Questions for reviewers

What is the best way to join the separate data sets together? Should we join them together for ease of analysis? Is it okay that the data are in frequency tables? When downloading the data, we could only run a crosstab between two variables rather than accessing the full data frame.

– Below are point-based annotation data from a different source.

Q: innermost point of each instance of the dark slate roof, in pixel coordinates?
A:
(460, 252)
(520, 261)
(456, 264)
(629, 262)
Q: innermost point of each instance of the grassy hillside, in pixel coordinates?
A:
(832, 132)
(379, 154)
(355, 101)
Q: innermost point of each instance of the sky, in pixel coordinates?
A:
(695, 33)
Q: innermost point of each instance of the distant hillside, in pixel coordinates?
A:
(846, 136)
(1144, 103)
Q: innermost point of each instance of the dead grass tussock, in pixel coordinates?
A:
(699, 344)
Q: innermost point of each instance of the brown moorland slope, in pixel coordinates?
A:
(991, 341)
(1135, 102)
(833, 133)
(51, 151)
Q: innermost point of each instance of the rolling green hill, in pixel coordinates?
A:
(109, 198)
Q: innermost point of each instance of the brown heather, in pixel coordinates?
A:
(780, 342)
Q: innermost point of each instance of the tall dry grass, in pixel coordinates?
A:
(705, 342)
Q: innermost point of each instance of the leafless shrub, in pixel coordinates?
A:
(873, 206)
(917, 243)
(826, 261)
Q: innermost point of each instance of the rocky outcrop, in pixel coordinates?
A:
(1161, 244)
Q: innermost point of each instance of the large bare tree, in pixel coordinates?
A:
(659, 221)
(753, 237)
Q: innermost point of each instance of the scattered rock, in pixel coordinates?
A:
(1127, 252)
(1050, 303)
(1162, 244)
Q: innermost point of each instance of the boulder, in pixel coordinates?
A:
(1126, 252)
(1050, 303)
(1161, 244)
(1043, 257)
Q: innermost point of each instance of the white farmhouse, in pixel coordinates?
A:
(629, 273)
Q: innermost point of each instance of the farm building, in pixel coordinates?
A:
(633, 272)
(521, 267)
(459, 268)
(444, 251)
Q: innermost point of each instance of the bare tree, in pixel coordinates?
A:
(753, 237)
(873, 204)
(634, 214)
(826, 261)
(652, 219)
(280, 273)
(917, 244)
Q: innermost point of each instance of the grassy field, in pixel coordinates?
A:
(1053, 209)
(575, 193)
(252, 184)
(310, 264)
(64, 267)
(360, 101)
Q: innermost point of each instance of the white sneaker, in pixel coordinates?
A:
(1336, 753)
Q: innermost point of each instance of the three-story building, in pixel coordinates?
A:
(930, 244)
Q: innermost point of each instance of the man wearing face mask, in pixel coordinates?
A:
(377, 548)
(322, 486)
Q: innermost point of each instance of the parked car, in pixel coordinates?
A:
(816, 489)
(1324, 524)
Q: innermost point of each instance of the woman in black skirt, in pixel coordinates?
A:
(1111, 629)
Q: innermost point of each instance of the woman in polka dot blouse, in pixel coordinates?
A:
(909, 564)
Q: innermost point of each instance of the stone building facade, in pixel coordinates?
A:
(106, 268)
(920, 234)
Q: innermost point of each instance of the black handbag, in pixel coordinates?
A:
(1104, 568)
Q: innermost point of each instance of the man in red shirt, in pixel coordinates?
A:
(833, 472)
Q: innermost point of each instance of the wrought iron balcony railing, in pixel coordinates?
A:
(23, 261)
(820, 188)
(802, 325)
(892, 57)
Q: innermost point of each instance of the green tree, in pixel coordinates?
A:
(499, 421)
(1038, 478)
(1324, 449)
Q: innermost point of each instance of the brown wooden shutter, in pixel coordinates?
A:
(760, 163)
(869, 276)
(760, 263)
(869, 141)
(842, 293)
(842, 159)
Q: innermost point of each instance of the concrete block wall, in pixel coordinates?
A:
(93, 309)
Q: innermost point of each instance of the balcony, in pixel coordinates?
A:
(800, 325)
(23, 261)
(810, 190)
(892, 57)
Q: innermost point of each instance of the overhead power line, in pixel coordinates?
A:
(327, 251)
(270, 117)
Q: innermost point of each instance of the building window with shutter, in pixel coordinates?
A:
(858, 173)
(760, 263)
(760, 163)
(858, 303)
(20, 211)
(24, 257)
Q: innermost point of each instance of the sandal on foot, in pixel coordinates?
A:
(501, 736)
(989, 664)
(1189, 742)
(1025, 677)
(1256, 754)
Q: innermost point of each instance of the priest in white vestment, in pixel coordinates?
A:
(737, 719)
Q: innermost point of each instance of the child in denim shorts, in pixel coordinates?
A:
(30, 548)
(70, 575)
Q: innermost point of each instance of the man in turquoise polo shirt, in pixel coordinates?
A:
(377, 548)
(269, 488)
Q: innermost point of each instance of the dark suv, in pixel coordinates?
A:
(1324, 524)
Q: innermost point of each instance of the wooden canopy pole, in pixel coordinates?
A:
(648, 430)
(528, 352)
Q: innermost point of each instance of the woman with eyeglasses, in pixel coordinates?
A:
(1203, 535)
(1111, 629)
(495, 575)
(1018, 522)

We were thinking that there should be 8 columns - age, education, ethnicity, gender, substance use, veteran status, or state resided in - with each row an individual surveyed. Then there would be several million rows… Is this a feasible solution? We are also not sure how we would wrangle the data into this format from the current, separate data sets.
How do we account for confounding factors in our analysis of the influence on race on mental health diagnosis? In the proposal feedback, it was mentioned that socioeconomic status should be taken into consideration. However, this was information does not exist in our data set.